A agilidade na implantação do projeto também promoveu um retorno financeiro mais rápido. Boaventura afirma que o fio biodegradável representa 20% do faturamento da empresa: “A cada dia novas marcas em todo o mundo estão interessadas em utilizar a fibra.”
Boaventura afirma que o Amni Soul Eco® tem um pequeno custo adicional em relação aos fios sintéticos convencionais, mas garante que esse valor não torna os produtos proibitivos para o consumidor final. “Como queríamos ampliar seu conceito de uso, buscamos uma inovação tecnológica competitiva no mercado”, afirma. De acordo com o executivo, o custo extra de uma lingerie biodegradável é inferior a 5% do preço da peça.
De olho nas megatendências
Presente no Brasil há um século e em Santo André desde 1929, a indústria química francesa Rhodia foi incorporada ao grupo belga Solvay em 2011. “Temos uma estrutura de pesquisa muito sólida no Brasil”, diz Boaventura, revelando que a companhia mantém uma centena de pesquisadores em suas unidades pelo Brasil. “O foco em inovação tem dado frutos. Tanto com o Amni Soul Eco®, quanto com outros produtos e pesquisas ainda em desenvolvimento.”
De olho no futuro, os profissionais de Santo André estão atentos às chamadas “megatendências” do setor. “Escolhemos quatro caminhos de inovação para trabalhar: sustentabilidade, saúde, praticidade e conectividade.”
Para Boaventura, a sustentabilidade nas fibras e no têxtil é fundamental porque o setor está passando por profundas transformações. Em dez anos, acredita, haverá outros fios e materiais, além de diferentes conceitos de negócios. “O planeta não tem mais condições de suportar o modelo atual.”
Saúde é outro pilar para os novos projetos da indústria. “O conforto virá atrelado ao conceito de como o têxtil pode proporcionar bem-estar através do vestuário”, diz Boaventura.
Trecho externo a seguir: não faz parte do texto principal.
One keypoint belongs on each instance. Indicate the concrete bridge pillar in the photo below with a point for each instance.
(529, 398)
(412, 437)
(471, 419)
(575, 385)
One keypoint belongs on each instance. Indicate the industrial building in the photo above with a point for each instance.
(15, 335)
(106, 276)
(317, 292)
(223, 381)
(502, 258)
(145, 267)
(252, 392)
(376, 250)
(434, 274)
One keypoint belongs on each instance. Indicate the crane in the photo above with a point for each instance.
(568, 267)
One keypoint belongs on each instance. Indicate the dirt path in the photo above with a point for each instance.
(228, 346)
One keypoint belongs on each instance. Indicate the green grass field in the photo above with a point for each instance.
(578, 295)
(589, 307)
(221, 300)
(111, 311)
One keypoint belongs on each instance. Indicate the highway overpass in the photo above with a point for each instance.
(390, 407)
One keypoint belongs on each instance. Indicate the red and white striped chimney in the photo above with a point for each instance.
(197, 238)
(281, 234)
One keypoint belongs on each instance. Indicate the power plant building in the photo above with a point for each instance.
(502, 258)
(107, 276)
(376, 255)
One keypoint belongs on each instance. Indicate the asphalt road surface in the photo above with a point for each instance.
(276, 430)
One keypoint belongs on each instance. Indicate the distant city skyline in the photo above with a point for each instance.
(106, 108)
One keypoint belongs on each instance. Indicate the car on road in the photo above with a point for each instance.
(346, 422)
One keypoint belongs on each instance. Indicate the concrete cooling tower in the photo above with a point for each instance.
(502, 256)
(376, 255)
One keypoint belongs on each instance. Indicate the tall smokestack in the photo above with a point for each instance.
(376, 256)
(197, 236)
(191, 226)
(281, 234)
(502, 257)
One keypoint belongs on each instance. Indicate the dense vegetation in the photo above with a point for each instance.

O terceiro item é praticidade, especialmente na vida urbana. “A roupa também precisa responder a essas questões e facilitar as atividades cotidianas.”
Por último, vem a conectividade trazida pelas wearables, ou “roupas inteligentes”, que já são uma realidade na forma de óculos, relógios, calçados e vestuário.
Muito além dos óculos de realidade virtual, a geração mais recente de wearables traz sensores na trama dos tecidos que oferecem uma série de possibilidades. Desde incentivar a prática de exercícios ou controlar uma dieta, até monitorar os sinais vitais e o sono dos usuários. “Como iremos massificar as wearables no têxtil é uma questão que estamos olhando no momento.”